Putin slams "Russophobia" at scaled-back Victory Day parade
Russian President Vladimir Putin declared on Tuesday that a "real war has again been unleashed against our homeland" as he marked Russia's Victory Day, which commemorates the defeat of Nazi Germany.
The big picture: More than a year on from Russia's invasion of Ukraine, and with his forces bracing for a Ukrainian counter-attack, Putin again tried to paint the West as the true aggressors and equate Russia's current fight with its war against the Nazis.
- The speech lasted less than 10 minutes and the entire ceremony was smaller-scale than normal, with no military flyovers, just one tank and around 50 military vehicles in total.
- Security appeared tight six days after two drones exploded over the Kremlin. Russia claims that was a Ukrainian attack, while officials in Kyiv claim it was a Russian false flag.
- Victory Day parades in some border regions were canceled, apparently out of concern they could be targeted by Ukrainian strikes.
What he's saying: Putin accused Western leaders of spreading "Russophobia" and using Ukraine as a puppet in their conflict with Russia.
- “We believe that any ideology of superiority is inherently disgusting, criminal and deadly,” he said, despite having justified his own invasion on the grounds that Ukraine is subordinate to Russia.

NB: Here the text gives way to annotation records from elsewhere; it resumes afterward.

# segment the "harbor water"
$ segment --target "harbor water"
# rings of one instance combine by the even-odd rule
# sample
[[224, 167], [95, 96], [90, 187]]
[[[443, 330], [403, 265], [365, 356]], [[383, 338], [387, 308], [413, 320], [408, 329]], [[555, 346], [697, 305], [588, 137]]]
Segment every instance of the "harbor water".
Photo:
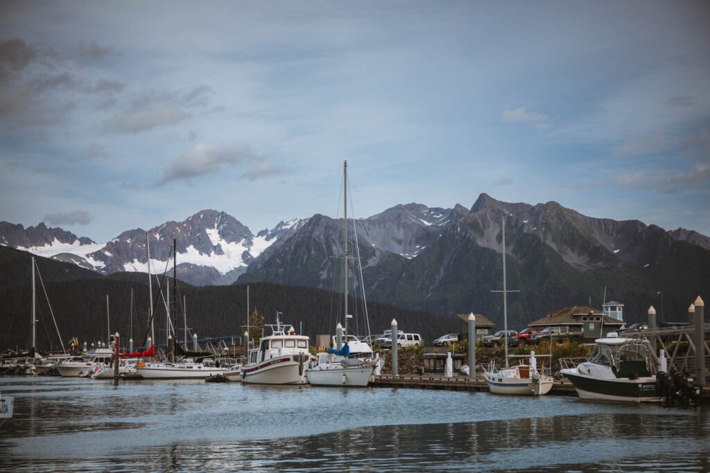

- The ceremony was attended by the leaders of seven of the other 14 former Soviet republics: Armenia, Belarus, Kazakhstan, Kyrgyzstan, Tajikistan, Turkmenistan and Uzbekistan.
Ukrainian President Volodymyr Zelensky has also compared his country's current struggle to the war against Nazi Germany.
- "All the old evil that modern Russia is bringing back will be defeated, just as Nazism was defeated," he declared on Monday, speaking after Russia launched 60 drones at Kyiv and other cities. Ukrainian officials say they were all shot down.
- Zelensky said that Ukraine would henceforth commemorate victory in World War II on May 8, the day it's marked in most of Europe, and celebrate "Europe Day" on May 9.
Driving the news: Immediately after the parade ended on Red Square, Yevgeny Prigozhin, the attention-seeking oligarch who leads Russia's Wagner Group mercenaries, released a lengthy video.
- He accused Russia's Defense Ministry of failing his forces and denounced today's generation as unworthy to celebrate Victory Day.